Il se laisse glisser vers la surface cristalline, son corps suivant le même chemin. Chaque écaille qui passaient devant le regard de Dohko luisait d’une lumière si sombre que la lumière elle-même semblait s’y perdre.

―  Que sais-tu de moi, jeune Tigre.

―  Que vous êtes un ami de maître Hakuryû. Son meilleur ami même.

―  Fadaise, crache le dragon en oscillant sur place. Il n’y a que lui qui peut penser ça.

―  Même si vous étiez un ancien homme, je ne vous permets pas d’être insultant envers celui qui m’a tout appris !

Le dragon penche légèrement la tête, amusé.

―  C’est toi qui pénètres mon domaine, par son biais certes, et c’est à moi que tu donnes des ordres ?

―  Pas des ordres, une recommandation.

Le dragon s’arrête net.

Un long silence s’installe.

Puis, dans un souffle rauque, un rire, sec, presque douloureux, se parlant plus à lui-même qu’au nouveau arrivant.

―  Hakuryû… Ce vieux fou… Il n’a donc jamais renoncé.

Son regard se fait plus doux, presque mélancolique quand il se penche à nouveau sur Dohko.

―  Tu portes son empreinte, en effet. Mais tu n’es pas prêt. Pas encore.

Le vent se lève. Des éclairs serpentent sur la cime de Rozan.

Le dragon se tourne vers la montagne, comme s’il l’écoutait.

―  Saches que je n’aime pas les humains. Monde réel ou monde mystique, cela m’importe peu. Sous ma houle, tu apprendras ici ce que ton maître n’a pas réussi à t’enseigner : La violence du monde, la fatigue du corps, la patience du cœur. Avec moi, tu apprendras ce qu’est le cœur de l’humain. 

Dohko serre les poings. Son regard était toujours autant déterminé. Et dans sa voix, le dragon l’entendit.

―  Je ne ploierai pas. Faite moi endurer tout ce que vous voulez, jamais je n’abdiquerai !

―  Plier ? souffle le dragon. Peu d’hommes ont eu la volonté d’y résister. Ceux qui ont essayé sont devenus poussière, pierre ou, encore… festin.

Le garçon ne baisse pas les yeux.

―  Si la maître Hakuryû m’a envoyé ici pour m’éprouver, je tiendrai. J’ai une vérité à découvrir, en plus de connaître mon destin. Et si je suis ici, c’est qu’il y a une raison.

―  Une raison ?

―  Oui, une raison. Que lui seul connaît. Et je me dois de la trouver ! Et ce n’est pas vous qui m’en empêcherez !

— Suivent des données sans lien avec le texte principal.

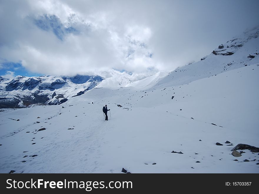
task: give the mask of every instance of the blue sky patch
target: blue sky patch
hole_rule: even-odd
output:
[[[12,62],[6,62],[1,64],[0,69],[0,75],[3,75],[6,74],[7,71],[14,72],[14,75],[22,75],[24,76],[31,77],[42,75],[42,74],[34,73],[27,70],[21,65],[20,63],[15,63]]]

Tournoyant plusieurs fois dans le nid provoqué par le temps, il termina à nouveau sa course en se mettant à hauteur du jeune homme. Fondant son regard émeraude dans celui farouche du jeune homme, il ne le quitta pas des yeux durant de longues secondes.

Puis, dans un grondement sourd, la voix du dragon s’élève, grave et solennelle :

―  Alors soit. Je te jugerai digne ou non de respirer sous mon ciel.

Sans qu’il ne s’y attende, Dohko vit le vent se déchaîner. Des éclats de lumière frappent les falaises. Le dragon s’évanouit dans un torrent de ténèbres qui se mêle au tonnerre, engloutissant tout autour.

Et la lumière du soleil couchant revint, laissant bientôt la place à celle de la nuit, les premières étoiles montrant leur brillance dans le début du ciel nocturne.

Sur un rocher suspendus situé plus haut devant lui, un homme, tout de noir vêtu, le regarde. Le visage anguleux du jeune homme est encadré par une longue chevelure d’ébène et est divisé par un regard sombre, triste, et vert. Vert comme l’étais celui du dragon. Ce regard le croise sans sourciller.

―  Je suis Hei-Dong, le gardien millénaire des secrets de ce lieu.

Dohko n’arrive pas à prononcer un seul mot, tellement la prestance de ce nouvel être en imposait.

―  Et toi, enfant du Tigre, tu apprendras ici à écouter la voix du monde, sous la houle du dragon noir que j’ai été et que je suis toujours, même sous cette forme.